Problems such as these were highlighted in a survey from Internet marketing agency Neutralize, conducted on behalf of the government's UK Online for Business initiative.

Neutralize studied the Internet usage of 39 companies and found that more than a third were surprised to discover that they were not the legal registrant of what they thought was their own domain name.

The Federation of Small Businesses (FSB) told that this is just one example of problems faced by SMEs regarding the issue of domain names and Web hosting.

FSB national IT chairman Peter Scargill said: "There appears to be a fundamental lack of knowledge in the SME sector as to what they are getting when investigating or purchasing a domain name. The inherent technical expertise in this activity tends to alienate many users."

The FSB fears that too many users are simply bolting a domain name onto their Web site without understanding the real benefits. Scargill also warned SMEs to be wary of relying on technical specialists.

"SME's should be aware of all of these issues and shop around, but be aware that as in everything, there is a balance between price, service, reliability and choice," he said.

The FSB has compiled seven Best Practice points to help SMEs get to grips with the key issues of domain names and site hosting.

1. Are you buying a name to use or just for "brand" protection? If you wish to use the name you need Web pointing for which many service providers charge extra.

2. Be aware that cheaper services may include advertising from third parties. Some ISPs offer cheap domain names, but their advertisement pops up every time a user accesses a site they host.

3. Look for real customer support. Web-based help with no access to a human being is fine when everything is working, extremely frustrating when it is not.

4. Check for lock-in fees.

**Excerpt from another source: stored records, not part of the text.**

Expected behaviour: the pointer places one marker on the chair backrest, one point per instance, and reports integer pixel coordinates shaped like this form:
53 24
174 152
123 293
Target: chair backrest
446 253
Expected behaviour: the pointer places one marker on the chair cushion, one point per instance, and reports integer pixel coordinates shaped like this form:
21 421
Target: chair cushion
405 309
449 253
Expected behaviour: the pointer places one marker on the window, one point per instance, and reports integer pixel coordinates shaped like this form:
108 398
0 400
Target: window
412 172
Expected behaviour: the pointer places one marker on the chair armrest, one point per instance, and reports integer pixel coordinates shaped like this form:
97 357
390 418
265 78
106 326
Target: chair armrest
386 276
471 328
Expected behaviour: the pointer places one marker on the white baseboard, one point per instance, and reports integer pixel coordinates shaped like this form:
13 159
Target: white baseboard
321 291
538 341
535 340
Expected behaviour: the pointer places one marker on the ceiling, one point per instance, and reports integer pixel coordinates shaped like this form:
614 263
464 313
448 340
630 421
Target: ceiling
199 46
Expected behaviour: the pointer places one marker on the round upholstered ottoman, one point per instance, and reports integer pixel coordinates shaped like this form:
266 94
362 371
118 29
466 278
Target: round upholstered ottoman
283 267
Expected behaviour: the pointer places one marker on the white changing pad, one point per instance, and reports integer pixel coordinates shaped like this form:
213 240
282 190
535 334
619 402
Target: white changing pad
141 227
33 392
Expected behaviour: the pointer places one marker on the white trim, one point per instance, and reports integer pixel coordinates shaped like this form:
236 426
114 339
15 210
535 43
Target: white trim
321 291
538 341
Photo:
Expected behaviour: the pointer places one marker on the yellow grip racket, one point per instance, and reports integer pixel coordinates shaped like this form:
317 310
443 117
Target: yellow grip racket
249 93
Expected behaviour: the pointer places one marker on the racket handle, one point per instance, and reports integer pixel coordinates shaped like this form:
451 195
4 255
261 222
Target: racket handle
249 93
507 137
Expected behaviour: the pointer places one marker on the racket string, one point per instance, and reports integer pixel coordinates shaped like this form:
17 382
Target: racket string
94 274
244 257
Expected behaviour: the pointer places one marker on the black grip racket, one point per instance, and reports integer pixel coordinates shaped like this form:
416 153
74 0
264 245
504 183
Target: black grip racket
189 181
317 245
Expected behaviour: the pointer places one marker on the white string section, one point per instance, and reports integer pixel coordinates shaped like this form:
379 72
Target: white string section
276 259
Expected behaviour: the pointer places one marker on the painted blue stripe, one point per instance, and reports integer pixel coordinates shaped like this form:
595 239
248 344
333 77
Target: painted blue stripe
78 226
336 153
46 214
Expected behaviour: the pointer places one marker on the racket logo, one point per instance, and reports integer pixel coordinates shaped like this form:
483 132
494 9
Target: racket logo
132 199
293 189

Some providers charge you to transfer out your domain name if you wish to move hosting of your site elsewhere. Charges can be steep.

5. Do you own or rent the domain name of your site? Is it registered in your name or that of the domain providers? Make sure you actually own the name - check the "who is" service and your account details.

6. What features are provided free? You need Web pointing to use your domain name and e-mail forwarding allows you to use your domain name as your e-mail address. Check about charges for additional e-mail addresses.

7. Look for an established provider. Transferring domain names can be disruptive.